Finalmente a voz misteriosa anunciou que a próxima estação era Santa Cecília.

Assim que desceu avistou a Cidinha e o Jorjão que o esperavam logo à frente. Tetéu se aproximou e os dois ficaram olhando para ele.

—Bom dia Tetéu!

—Bom dia Cidinha!

Jorjão como sempre apenas balançou a cabeça e limitou-se a olhar com o canto dos olhos para Tetéu.

—Tá tudo bem Tetéu? --Perguntou a Cidinha

—Tá tudo bem graças a Deus!

—Alguma novidade?

__ Ué... Novidade por quê? --Indagou Tetéu

—Nada... To só perguntando!

Tetéu percebeu que algo estranho estava acontecendo.

Caminharam alguns metros em silêncio até que a Cidinha perguntou:

—E o jogo Tetéu, conferiu?

Tetéu mais do que depressa inventou uma desculpa.

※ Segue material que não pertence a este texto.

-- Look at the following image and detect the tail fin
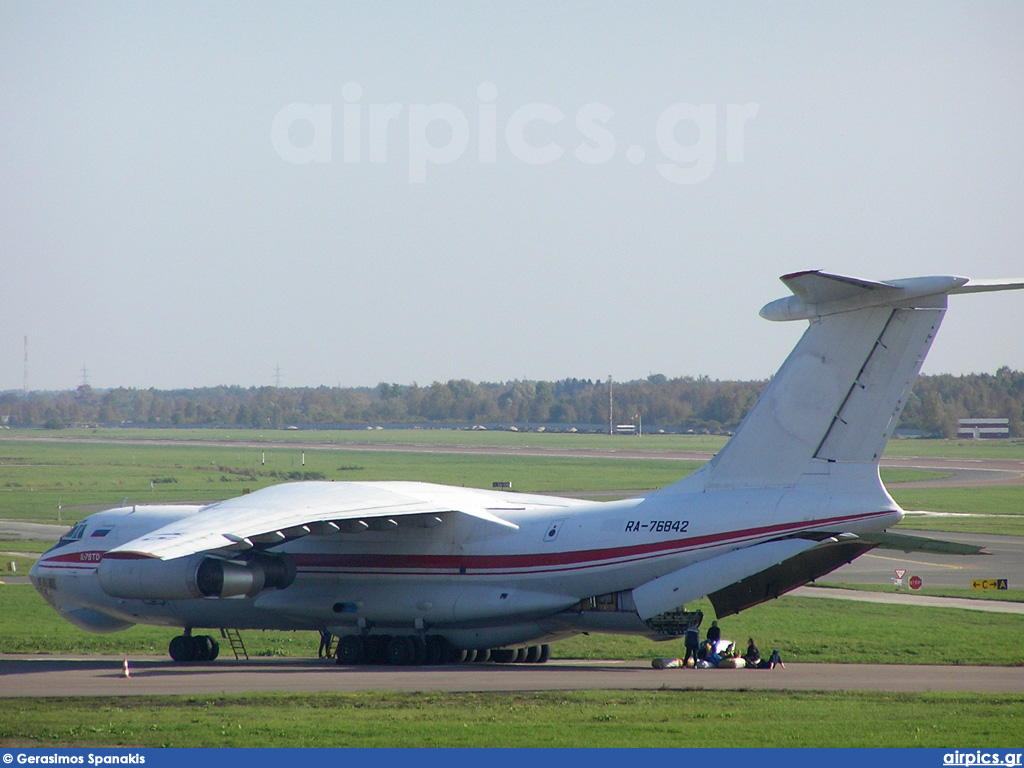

—Pô Cidinha, você não vai acreditar! Pois não é que eu perdi o resultado que você me trouxe.

—Ah... Então você não conferiu o jogo?

—Conferi nada. Eu vou passar agora na lotérica ali da praça e pegar o resultado. --Respondeu Tetéu.

—Graças a Deus! --Gritou Cidinha.

—Ué... Graças a Deus por quê?

—Sabe o que é Tetéu? Ainda bem que você não conferiu o jogo! O pessoal resolveu fazer uma brincadeira com você, olha juro que eu não queria, mas graças a Deus que você perdeu aquele resultado.

—Brincadeira? Que brincadeira?

Tetéu começou a sentir as pernas bambearem e o coração bater feito pipoqueira.

—Bom... Como eu havia decorado as dezenas que você sempre joga, o pessoal pediu para que eu marcasse os mesmos números, naquele papelzinho que você deixou comigo para anotar o resultado, só prá te sacanearem.

Tetéu empalideceu-se na hora. Ficou branco feito cera. As pernas começaram a tremer e a barriga a burilar como se estivesse com desarranjo intestinal.

—Olha Tetéu eu juro que foi idéia do pessoal lá de cima. Eles insistiram tanto que eu acabei cedendo. Era só uma brincadeirinha. Ainda bem que você perdeu o papel em que eu havia marcado o resultado, se não depois eu ia morrer de remorsos.

Tetéu ficou completamente paralisado. Meu Deus aquilo não era possível. Tantos sonhos, tantos planos e de repente era tudo mentira. Não, aquilo não era justo. Permaneceu em silêncio, enquanto caminhavam.

—Você vai passar na lotérica né?

Perguntou Cidinha.

—Vou... É... Eu acho que vou.

—A gente vai indo então, porque eu e o Jorjão vamos passar na padaria pra tomar um café. Tchau.

—Tchau!

Enquanto a Cidinha e Jorjão sumiam lá no fim da plataforma, Tetéu, completamente arrasado, sentou-se em um banco ali da estação. Colocou as mãos sobre o rosto, desmoronou bruscamente sobre si mesmo e começou a chorar. Chorou como nunca havia chorado em toda sua vida. Em seus trinta e poucos anos de existência nunca sentira uma dor tão grande como a dor que estava sentindo naquele momento. Em segundos viu todos os seus sonhos desabarem como se fossem insignificantes castelos de areia.

O narigudo passou por ele sem dar-lhe a menor importância. Apenas olhou com o canto dos olhos, ajeitou a gravata, balançou a cabeça e fazendo o maior pouco caso do mundo passou todo imponente como se fosse um doutor.

Naquela terça-feira ensolarada, que prometia praia para o fim de semana, Tetéu não foi trabalhar. Ficou de mal com o mundo e só voltou só na outra semana para pedir a conta.